Na co czekaliśmy ze zniecierpliwieniem, słuchając zapowiedzi koncertów, wywiadów z Pawłem Kaczmarczykiem i utworów jego trio, jeśli nie na ten moment, w którym nareszcie pojawił się na scenie z Kubą Dworakiem i Dawidem Fortuną? Czekaliśmy po prostu na nich samych. Czasem ta obecność zdaje się być czymś zwyczajnym. Wydaje się nam może często, że cel długich miesięcy dążenia, przygotowań i oczekiwań znajduje się poza tę obecnością. Ale jest inaczej.

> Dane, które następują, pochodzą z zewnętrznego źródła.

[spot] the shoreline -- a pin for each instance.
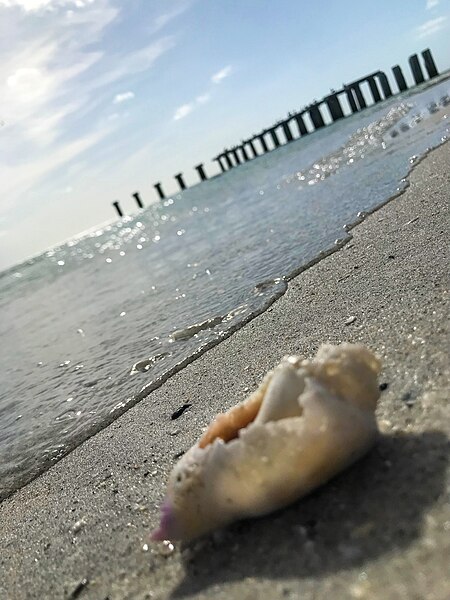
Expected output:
(123, 405)
(390, 276)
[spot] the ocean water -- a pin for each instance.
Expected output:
(90, 327)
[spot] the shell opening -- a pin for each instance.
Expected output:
(226, 426)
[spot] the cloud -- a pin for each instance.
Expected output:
(124, 97)
(182, 111)
(39, 5)
(222, 74)
(430, 27)
(136, 62)
(186, 109)
(164, 18)
(203, 98)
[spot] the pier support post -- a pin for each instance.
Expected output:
(287, 131)
(385, 85)
(117, 207)
(218, 159)
(252, 146)
(159, 189)
(138, 199)
(201, 171)
(374, 89)
(334, 107)
(236, 156)
(351, 99)
(179, 178)
(416, 69)
(316, 116)
(228, 160)
(399, 78)
(245, 155)
(430, 65)
(264, 145)
(359, 96)
(274, 137)
(301, 124)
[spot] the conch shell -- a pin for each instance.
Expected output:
(308, 420)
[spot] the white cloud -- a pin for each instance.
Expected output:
(19, 178)
(164, 18)
(136, 62)
(182, 111)
(222, 74)
(203, 98)
(39, 5)
(124, 97)
(430, 27)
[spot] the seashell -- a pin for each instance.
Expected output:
(307, 421)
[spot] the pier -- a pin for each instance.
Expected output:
(351, 98)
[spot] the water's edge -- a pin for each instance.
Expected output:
(125, 405)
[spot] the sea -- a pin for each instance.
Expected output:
(92, 326)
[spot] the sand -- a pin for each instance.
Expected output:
(379, 530)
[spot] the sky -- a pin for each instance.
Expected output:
(102, 98)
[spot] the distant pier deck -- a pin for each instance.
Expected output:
(351, 98)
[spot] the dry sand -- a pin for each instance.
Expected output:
(380, 530)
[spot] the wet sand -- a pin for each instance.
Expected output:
(379, 530)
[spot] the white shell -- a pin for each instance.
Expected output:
(313, 419)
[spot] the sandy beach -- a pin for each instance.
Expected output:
(381, 530)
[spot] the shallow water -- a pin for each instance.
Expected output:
(87, 327)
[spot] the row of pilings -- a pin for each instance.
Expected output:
(311, 118)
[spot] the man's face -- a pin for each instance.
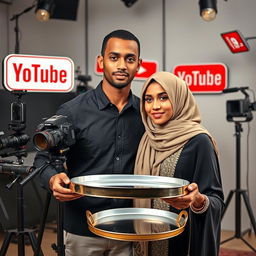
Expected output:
(120, 62)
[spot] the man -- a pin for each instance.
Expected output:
(108, 129)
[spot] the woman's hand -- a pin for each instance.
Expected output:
(60, 192)
(192, 197)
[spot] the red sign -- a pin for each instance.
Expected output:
(38, 73)
(203, 78)
(235, 41)
(147, 68)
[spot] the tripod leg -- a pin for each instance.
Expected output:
(248, 244)
(42, 224)
(33, 242)
(6, 243)
(249, 210)
(231, 192)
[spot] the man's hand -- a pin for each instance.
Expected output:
(57, 184)
(193, 197)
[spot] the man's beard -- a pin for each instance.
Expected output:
(118, 85)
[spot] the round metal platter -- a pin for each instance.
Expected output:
(136, 224)
(129, 186)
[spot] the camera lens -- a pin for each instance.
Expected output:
(47, 139)
(14, 141)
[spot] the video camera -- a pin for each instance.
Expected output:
(54, 133)
(18, 139)
(241, 109)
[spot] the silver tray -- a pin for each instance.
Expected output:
(136, 224)
(129, 186)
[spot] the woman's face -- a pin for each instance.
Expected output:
(157, 104)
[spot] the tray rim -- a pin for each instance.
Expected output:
(137, 237)
(128, 192)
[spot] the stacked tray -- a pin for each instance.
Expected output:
(133, 224)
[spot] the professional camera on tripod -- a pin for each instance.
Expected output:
(55, 136)
(239, 111)
(14, 145)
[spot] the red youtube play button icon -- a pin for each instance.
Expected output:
(147, 68)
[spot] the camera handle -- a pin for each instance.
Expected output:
(59, 248)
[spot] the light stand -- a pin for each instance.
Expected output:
(20, 232)
(16, 28)
(238, 194)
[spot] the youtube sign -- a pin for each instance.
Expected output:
(147, 68)
(203, 78)
(36, 73)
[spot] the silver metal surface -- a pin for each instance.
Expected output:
(137, 224)
(129, 186)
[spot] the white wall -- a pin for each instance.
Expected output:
(189, 40)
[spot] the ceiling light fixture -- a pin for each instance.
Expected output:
(44, 9)
(208, 9)
(129, 3)
(236, 42)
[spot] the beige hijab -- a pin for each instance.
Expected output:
(161, 141)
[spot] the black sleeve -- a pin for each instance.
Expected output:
(198, 163)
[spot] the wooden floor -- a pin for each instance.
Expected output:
(50, 238)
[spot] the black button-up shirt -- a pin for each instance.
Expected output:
(106, 143)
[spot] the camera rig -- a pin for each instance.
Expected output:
(56, 133)
(14, 144)
(239, 110)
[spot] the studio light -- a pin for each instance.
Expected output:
(44, 9)
(208, 9)
(129, 3)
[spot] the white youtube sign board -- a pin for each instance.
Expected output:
(34, 73)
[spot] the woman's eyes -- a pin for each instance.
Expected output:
(161, 98)
(148, 99)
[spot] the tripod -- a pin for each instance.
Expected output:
(238, 194)
(57, 161)
(20, 232)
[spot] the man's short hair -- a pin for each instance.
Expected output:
(122, 34)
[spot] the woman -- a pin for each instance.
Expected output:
(176, 145)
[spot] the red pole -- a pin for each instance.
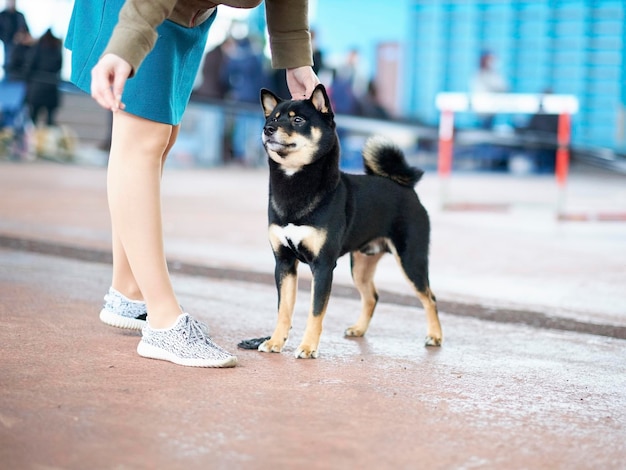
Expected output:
(562, 153)
(446, 134)
(562, 159)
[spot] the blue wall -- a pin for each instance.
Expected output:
(570, 46)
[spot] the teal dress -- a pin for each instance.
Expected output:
(161, 87)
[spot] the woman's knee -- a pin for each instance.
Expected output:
(133, 133)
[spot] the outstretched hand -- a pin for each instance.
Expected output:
(108, 78)
(301, 82)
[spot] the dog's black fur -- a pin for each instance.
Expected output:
(317, 213)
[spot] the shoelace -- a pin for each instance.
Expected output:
(196, 330)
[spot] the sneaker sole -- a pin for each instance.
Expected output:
(152, 352)
(118, 321)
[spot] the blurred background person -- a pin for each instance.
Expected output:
(20, 56)
(488, 80)
(244, 72)
(43, 77)
(346, 86)
(12, 22)
(214, 85)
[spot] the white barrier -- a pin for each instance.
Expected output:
(509, 103)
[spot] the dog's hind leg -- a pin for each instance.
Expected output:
(363, 267)
(414, 263)
(286, 275)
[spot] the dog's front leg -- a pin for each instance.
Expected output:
(320, 293)
(286, 276)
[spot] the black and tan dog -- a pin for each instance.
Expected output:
(318, 213)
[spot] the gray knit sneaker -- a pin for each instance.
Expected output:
(122, 312)
(186, 343)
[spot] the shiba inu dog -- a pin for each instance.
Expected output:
(317, 213)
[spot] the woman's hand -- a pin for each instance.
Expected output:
(301, 82)
(108, 78)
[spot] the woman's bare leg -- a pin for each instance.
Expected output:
(123, 279)
(134, 194)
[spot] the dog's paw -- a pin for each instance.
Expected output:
(271, 346)
(306, 352)
(354, 331)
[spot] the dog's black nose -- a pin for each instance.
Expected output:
(269, 129)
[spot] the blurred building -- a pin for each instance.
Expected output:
(568, 46)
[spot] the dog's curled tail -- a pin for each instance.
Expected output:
(384, 158)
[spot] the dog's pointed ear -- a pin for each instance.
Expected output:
(320, 99)
(269, 101)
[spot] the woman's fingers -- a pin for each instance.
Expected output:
(108, 78)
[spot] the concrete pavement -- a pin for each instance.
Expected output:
(542, 384)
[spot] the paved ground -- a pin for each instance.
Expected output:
(540, 385)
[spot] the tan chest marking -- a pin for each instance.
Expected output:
(309, 237)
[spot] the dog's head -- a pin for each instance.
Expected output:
(297, 132)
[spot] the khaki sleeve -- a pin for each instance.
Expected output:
(288, 27)
(135, 34)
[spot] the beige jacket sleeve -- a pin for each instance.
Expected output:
(288, 27)
(135, 34)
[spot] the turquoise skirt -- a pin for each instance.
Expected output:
(161, 88)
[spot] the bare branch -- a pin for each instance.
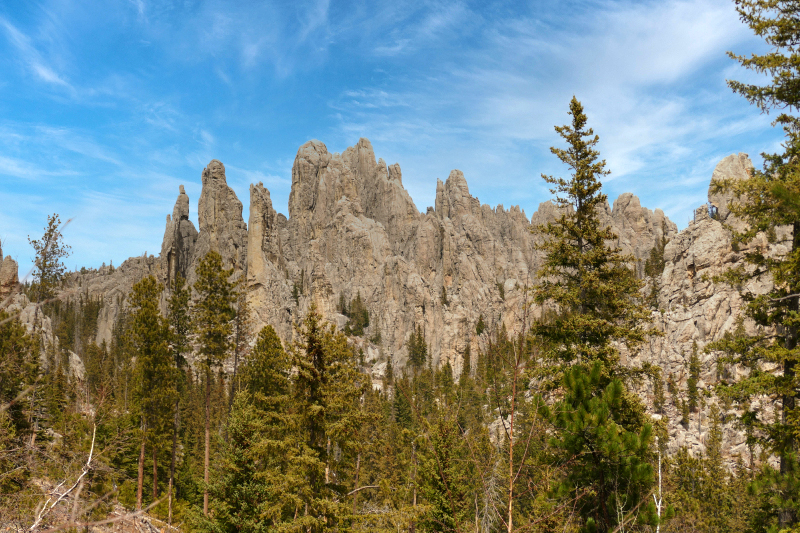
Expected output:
(45, 509)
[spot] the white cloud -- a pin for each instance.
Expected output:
(31, 56)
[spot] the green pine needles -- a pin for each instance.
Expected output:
(600, 433)
(593, 287)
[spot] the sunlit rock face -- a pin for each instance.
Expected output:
(353, 229)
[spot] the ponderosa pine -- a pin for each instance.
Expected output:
(766, 202)
(214, 313)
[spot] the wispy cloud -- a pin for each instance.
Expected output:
(32, 57)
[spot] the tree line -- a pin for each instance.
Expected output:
(540, 430)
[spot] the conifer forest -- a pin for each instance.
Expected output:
(206, 408)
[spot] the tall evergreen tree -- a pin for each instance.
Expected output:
(593, 287)
(154, 390)
(50, 253)
(180, 327)
(326, 391)
(602, 437)
(214, 313)
(764, 201)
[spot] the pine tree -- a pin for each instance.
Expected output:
(241, 331)
(764, 202)
(417, 349)
(595, 293)
(326, 392)
(593, 287)
(154, 391)
(609, 472)
(214, 314)
(180, 325)
(257, 480)
(50, 252)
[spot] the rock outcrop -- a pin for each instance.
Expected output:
(180, 236)
(353, 229)
(222, 227)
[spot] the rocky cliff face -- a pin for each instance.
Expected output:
(353, 229)
(695, 311)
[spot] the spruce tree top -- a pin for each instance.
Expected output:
(592, 287)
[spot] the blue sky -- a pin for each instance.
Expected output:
(107, 106)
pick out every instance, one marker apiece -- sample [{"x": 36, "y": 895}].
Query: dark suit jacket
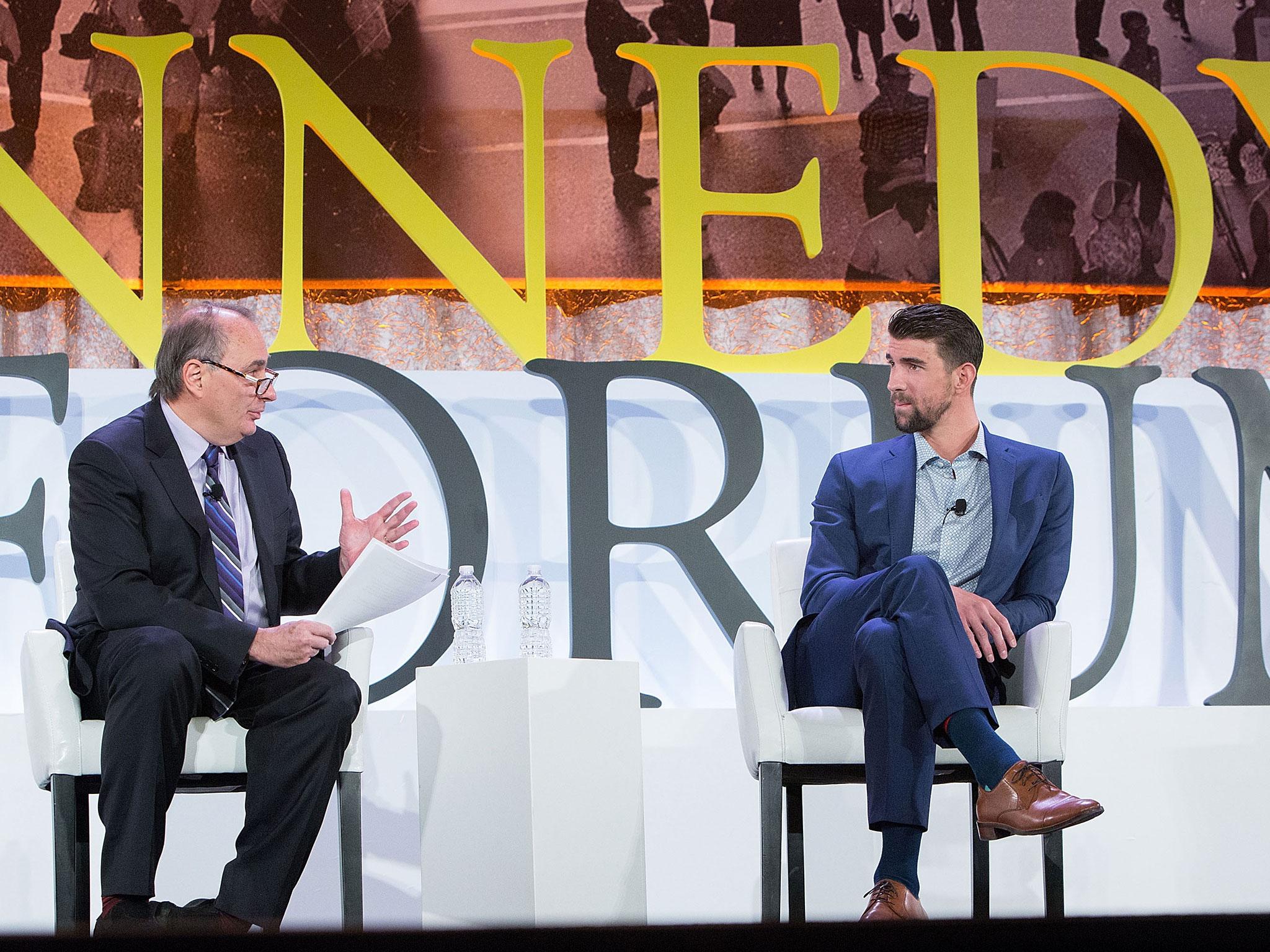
[
  {"x": 144, "y": 555},
  {"x": 863, "y": 522}
]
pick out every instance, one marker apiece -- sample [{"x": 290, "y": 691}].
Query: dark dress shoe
[
  {"x": 200, "y": 917},
  {"x": 1026, "y": 804},
  {"x": 127, "y": 918},
  {"x": 892, "y": 902},
  {"x": 19, "y": 144}
]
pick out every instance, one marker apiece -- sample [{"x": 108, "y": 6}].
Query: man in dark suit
[
  {"x": 929, "y": 552},
  {"x": 609, "y": 24},
  {"x": 187, "y": 552},
  {"x": 1089, "y": 24},
  {"x": 25, "y": 74}
]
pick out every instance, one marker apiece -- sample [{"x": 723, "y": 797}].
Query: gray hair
[{"x": 197, "y": 334}]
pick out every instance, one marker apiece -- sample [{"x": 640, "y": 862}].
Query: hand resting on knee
[{"x": 985, "y": 625}]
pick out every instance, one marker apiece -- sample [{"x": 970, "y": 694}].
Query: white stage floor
[{"x": 1185, "y": 831}]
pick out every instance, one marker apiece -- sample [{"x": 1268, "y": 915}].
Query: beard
[{"x": 921, "y": 418}]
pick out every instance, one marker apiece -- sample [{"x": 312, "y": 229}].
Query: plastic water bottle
[
  {"x": 535, "y": 615},
  {"x": 466, "y": 612}
]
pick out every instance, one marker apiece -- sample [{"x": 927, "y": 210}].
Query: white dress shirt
[{"x": 192, "y": 448}]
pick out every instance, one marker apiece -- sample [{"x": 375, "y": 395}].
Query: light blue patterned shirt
[{"x": 959, "y": 544}]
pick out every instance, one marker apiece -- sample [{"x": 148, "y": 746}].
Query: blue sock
[
  {"x": 988, "y": 756},
  {"x": 901, "y": 844}
]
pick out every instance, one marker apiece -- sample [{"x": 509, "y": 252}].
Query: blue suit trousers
[{"x": 892, "y": 644}]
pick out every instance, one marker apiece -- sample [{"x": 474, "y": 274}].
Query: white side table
[{"x": 531, "y": 798}]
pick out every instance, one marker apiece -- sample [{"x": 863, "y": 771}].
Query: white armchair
[
  {"x": 66, "y": 758},
  {"x": 788, "y": 749}
]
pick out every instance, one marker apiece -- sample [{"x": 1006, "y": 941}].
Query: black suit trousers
[{"x": 148, "y": 685}]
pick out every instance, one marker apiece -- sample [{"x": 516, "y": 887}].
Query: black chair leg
[
  {"x": 794, "y": 834},
  {"x": 1052, "y": 853},
  {"x": 350, "y": 786},
  {"x": 978, "y": 862},
  {"x": 770, "y": 839},
  {"x": 70, "y": 855}
]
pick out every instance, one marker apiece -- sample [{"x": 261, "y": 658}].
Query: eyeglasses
[{"x": 260, "y": 384}]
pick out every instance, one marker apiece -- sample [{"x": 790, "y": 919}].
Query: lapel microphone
[{"x": 957, "y": 509}]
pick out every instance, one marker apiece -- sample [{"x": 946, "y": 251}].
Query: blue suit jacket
[{"x": 863, "y": 522}]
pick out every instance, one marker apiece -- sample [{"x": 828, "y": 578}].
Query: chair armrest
[
  {"x": 1047, "y": 684},
  {"x": 352, "y": 651},
  {"x": 762, "y": 699},
  {"x": 50, "y": 708}
]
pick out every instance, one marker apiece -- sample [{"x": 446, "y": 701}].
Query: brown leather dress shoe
[
  {"x": 1026, "y": 804},
  {"x": 889, "y": 902}
]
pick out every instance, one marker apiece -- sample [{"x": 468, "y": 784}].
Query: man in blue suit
[{"x": 929, "y": 553}]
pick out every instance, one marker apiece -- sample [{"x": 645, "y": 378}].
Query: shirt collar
[
  {"x": 189, "y": 442},
  {"x": 925, "y": 454}
]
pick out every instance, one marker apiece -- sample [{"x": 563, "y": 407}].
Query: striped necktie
[{"x": 220, "y": 522}]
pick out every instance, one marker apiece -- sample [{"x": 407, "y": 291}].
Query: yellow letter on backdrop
[
  {"x": 954, "y": 76},
  {"x": 138, "y": 322},
  {"x": 685, "y": 202},
  {"x": 306, "y": 100}
]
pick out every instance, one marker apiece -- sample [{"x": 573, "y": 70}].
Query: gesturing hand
[
  {"x": 388, "y": 524},
  {"x": 291, "y": 644},
  {"x": 985, "y": 625}
]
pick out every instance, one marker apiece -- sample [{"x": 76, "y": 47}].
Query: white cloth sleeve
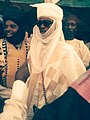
[{"x": 15, "y": 107}]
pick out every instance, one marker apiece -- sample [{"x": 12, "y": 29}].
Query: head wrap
[
  {"x": 43, "y": 45},
  {"x": 18, "y": 15},
  {"x": 14, "y": 13},
  {"x": 70, "y": 17}
]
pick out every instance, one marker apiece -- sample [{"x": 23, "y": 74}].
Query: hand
[{"x": 22, "y": 73}]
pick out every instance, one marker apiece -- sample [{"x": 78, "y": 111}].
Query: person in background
[
  {"x": 88, "y": 45},
  {"x": 74, "y": 104},
  {"x": 54, "y": 64},
  {"x": 70, "y": 23},
  {"x": 1, "y": 27}
]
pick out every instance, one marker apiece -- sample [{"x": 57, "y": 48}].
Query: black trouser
[{"x": 70, "y": 106}]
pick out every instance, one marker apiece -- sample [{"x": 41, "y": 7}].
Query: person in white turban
[{"x": 54, "y": 64}]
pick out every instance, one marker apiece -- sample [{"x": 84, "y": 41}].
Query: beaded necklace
[{"x": 5, "y": 51}]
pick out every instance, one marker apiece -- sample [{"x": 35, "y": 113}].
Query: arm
[{"x": 15, "y": 107}]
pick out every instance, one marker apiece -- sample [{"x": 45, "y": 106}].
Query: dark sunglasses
[{"x": 46, "y": 23}]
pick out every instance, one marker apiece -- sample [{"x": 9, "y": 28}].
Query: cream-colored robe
[
  {"x": 63, "y": 68},
  {"x": 81, "y": 49}
]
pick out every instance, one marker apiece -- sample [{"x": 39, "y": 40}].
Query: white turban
[
  {"x": 49, "y": 10},
  {"x": 43, "y": 45}
]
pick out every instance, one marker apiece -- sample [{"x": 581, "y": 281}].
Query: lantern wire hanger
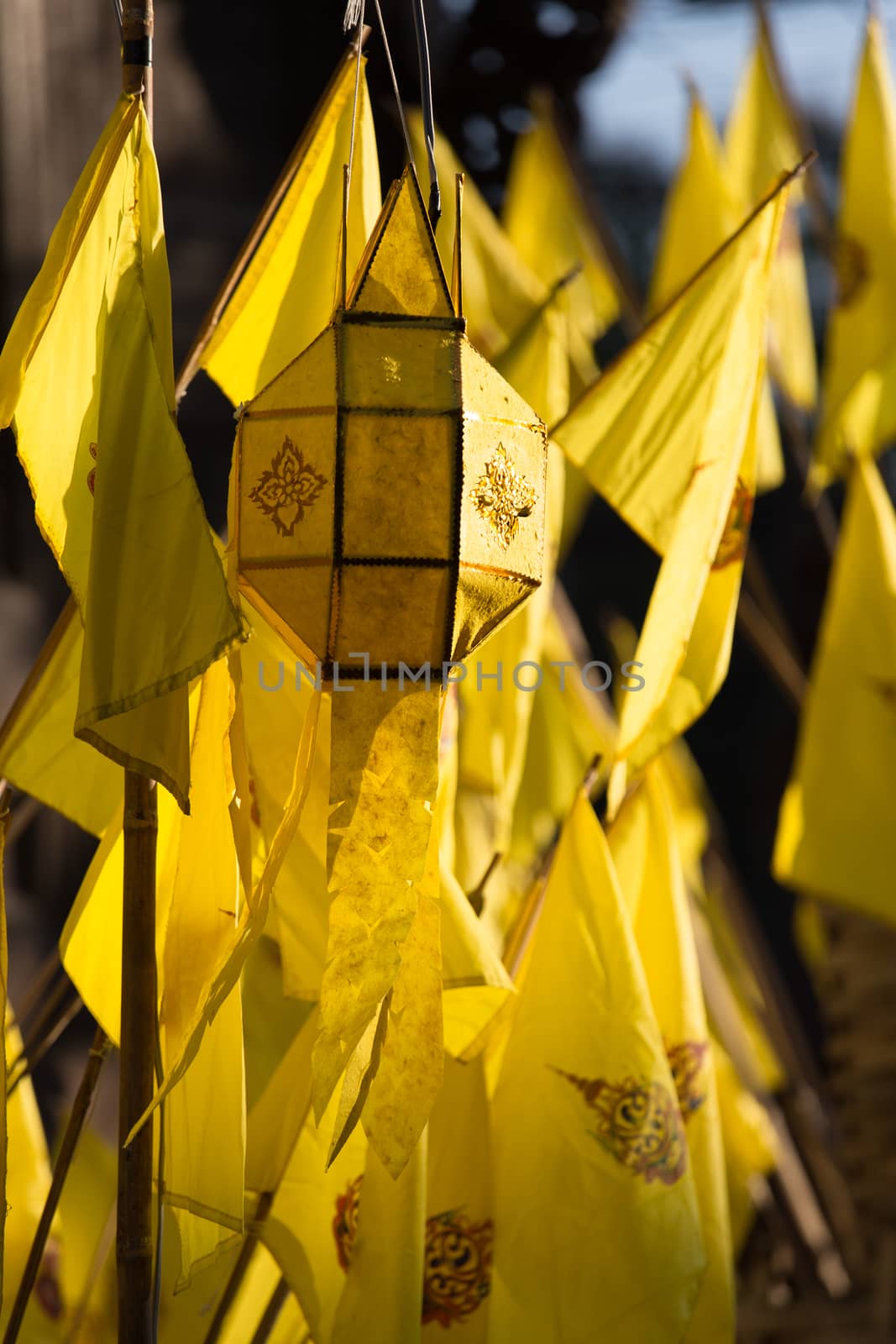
[
  {"x": 426, "y": 98},
  {"x": 355, "y": 19}
]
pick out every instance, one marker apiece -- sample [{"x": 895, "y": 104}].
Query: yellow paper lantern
[{"x": 390, "y": 483}]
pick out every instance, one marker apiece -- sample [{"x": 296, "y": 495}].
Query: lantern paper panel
[{"x": 391, "y": 484}]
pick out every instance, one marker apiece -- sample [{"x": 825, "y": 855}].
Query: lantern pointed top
[{"x": 401, "y": 272}]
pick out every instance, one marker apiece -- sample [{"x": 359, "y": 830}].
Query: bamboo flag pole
[
  {"x": 86, "y": 1092},
  {"x": 134, "y": 1236}
]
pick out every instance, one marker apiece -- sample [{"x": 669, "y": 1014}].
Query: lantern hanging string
[
  {"x": 354, "y": 17},
  {"x": 426, "y": 101},
  {"x": 396, "y": 89}
]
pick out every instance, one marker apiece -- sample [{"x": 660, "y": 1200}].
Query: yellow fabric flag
[
  {"x": 38, "y": 752},
  {"x": 645, "y": 851},
  {"x": 459, "y": 1227},
  {"x": 86, "y": 376},
  {"x": 383, "y": 784},
  {"x": 701, "y": 212},
  {"x": 286, "y": 293},
  {"x": 837, "y": 839},
  {"x": 598, "y": 1229},
  {"x": 27, "y": 1182},
  {"x": 685, "y": 644},
  {"x": 500, "y": 292},
  {"x": 277, "y": 701},
  {"x": 313, "y": 1218},
  {"x": 548, "y": 223},
  {"x": 761, "y": 143},
  {"x": 196, "y": 911},
  {"x": 497, "y": 694},
  {"x": 647, "y": 429},
  {"x": 385, "y": 1260},
  {"x": 859, "y": 385}
]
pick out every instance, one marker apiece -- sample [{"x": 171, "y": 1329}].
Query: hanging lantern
[
  {"x": 391, "y": 484},
  {"x": 389, "y": 515}
]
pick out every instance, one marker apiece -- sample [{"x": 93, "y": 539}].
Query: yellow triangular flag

Jeśli ku czemuś zmierzamy, to ku temu, żeby się wreszcie zobaczyć. I to jest największy finał tej drogi, wobec którego pozostaje tylko wdzięczność. „Dziękuję, że jesteście”, takimi słowami Paweł zwrócił się do publiczności. A gdyby publiczność też miała przemówić, to czy nie powiedziałaby „To my dziękujemy, że jesteście!”? Wszystko, co działo się na sali przemawiało tymi właśnie słowami.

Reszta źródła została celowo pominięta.